Вербовать меня не пытались. Мне дали предупреждение за антисоветскую агитацию — была такая форма воздействия. Она была как условный срок: если потом сажали по 70-й статье (антисоветская агитация), то как рецидивиста. Меня вызвали в КГБ на Лубянку и вручили это предупреждение. Это было сразу после того, как Андрея Дмитриевича в январе 1980 года выслали в Горький: этим они показали своё желание, чтобы я исчезла. Предупреждение дали потому, что я подписала письмо против вторжения Советского союза в Афганистан — это вменялось в вину.

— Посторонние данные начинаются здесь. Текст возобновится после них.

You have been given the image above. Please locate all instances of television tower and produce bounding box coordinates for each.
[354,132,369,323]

Однажды меня сняли с поезда, когда мы с Руфой Григорьевной ехали в Горький. Поезд остановили, вывели меня, посадили в машину и повезли на Лубянку… Не очень помню, когда это было. Скорее всего, весной 80-го года.
Пробовались разные варианты для моего отъезда из СССР. Я получила приглашение от мамы Ремы Янкелевича, Томор Самойловны Фейгин, которая эмигрировала в Израиль во второй половине 70-х — в то время уезжали только с израильской визой. В выезде в Израиль мне отказали. Потом возникла идея фиктивно выдать меня замуж за диссидента Семена Глузмана — это тоже оказалось невозможно. Потом началась новая волна репрессий — диссидентов либо сажали, либо предлагали уехать, и мои проблемы отошли на задний план. Наконец, летом 1981 года в штате Монтана мы с Алексеем заочно обвенчались, то есть по американским законам стали мужем и женой. Но советские власти такого брака не признавали и меня всё равно не выпускали из страны.

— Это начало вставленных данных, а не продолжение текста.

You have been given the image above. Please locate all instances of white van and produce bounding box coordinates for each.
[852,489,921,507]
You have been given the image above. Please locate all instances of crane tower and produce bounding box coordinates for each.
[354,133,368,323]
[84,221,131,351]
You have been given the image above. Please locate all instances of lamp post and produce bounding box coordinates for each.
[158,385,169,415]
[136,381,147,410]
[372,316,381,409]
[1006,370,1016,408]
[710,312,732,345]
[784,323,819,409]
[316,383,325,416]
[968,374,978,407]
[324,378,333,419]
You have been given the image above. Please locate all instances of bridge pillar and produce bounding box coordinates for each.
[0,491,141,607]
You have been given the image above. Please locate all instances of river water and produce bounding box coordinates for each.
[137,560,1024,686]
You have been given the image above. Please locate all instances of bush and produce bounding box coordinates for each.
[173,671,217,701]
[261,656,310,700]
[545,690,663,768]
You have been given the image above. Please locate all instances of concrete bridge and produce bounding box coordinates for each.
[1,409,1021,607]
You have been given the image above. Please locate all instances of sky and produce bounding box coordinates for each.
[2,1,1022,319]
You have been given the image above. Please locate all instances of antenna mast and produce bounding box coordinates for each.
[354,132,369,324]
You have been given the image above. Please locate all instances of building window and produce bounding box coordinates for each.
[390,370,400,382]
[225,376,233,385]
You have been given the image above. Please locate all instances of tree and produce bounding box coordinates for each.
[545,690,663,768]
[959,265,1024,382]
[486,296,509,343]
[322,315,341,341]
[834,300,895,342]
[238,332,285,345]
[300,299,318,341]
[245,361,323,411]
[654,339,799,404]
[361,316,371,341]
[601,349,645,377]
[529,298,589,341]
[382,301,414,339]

О том, что Андрей Дмитриевич и Елена Георгиевна будут голодать, меня поставили в известность — но моего согласия не спрашивали. У меня был выбор: либо сказать, что я не имею к этому отношения, либо поддерживать. Естественно, я выбрала поддержку. Свое несогласие с голодовкой я держала при себе: любой нормальный человек был бы против голодовки.
Драматическая история этой голодовки описана Андреем Дмитриевичем [А. Д. Сахаров, Воспоминания, т.1, гл. 30]. Голодовку они держали в Горьком вдвоем — Елена Георгиевна и Андрей Дмитриевич. Продолжалась голодовка 17 дней, причем последние 4 дня они были насильственно разлучены и помещены в разные больницы. Вечером 8-го декабря представителем КГБ было обещано «положительное решение вопроса по Алексеевой», и голодовка была прекращена.
К концу голодовки в квартиру на Чкалова пришли и сказали, что я могу пойти получить разрешение на выезд в любое время. Я ответила, что пока не увижу, что они живы, никуда не поеду. Мне дали возможность съездить в больницу, где они находились в Горьком, уже закончив голодовку. Я получила разрешение и очень быстро уехала: мне дали всего два или три дня на отъезд.
Во время голодовки КГБ требовало, чтобы я повлияла на Андрея Дмитриевича и Елену Георгиевну, чтобы они прекратили голодовку — естественно, я послала гэбистов подальше.
Елена Георгиевна и Андрей Дмитриевич победили в этой неравной схватке с КГБ. Кроме достижения своей главной цели, эта голодовка позволила поднять интерес к теме прав человека в Советском Союзе в целом, и к незаконной ссылке Сахарова в Горький в частности (Елена Георгиевна тогда еще была на свободе). Время было уже глухое — с диссидентами постепенно расправлялись, никаких перспектив не было. А тут — такая победа!
Когда Елена Георгиевна и Андрей Дмитриевич были в Горьком, а Руфь Григорьевна в мае 80-го уже уехала в США, я была формальной хозяйкой квартиры на Чкалова. В ней проводились всякие мероприятия, потому что, пока Елена Георгиевна была на свободе, это была самая защищенная из диссидентских квартир. Если кому-то нужно было встретиться с иностранными журналистами, встречались у нас. Юрий Шиханович вычитывал здесь «Хронику текущих событий». «Бюллетень „В“»[183] печатался и хранился у нас, во всяком случае, несколько его копий. Несколько копий хранились ещё где-то, я старалась не знать, где именно.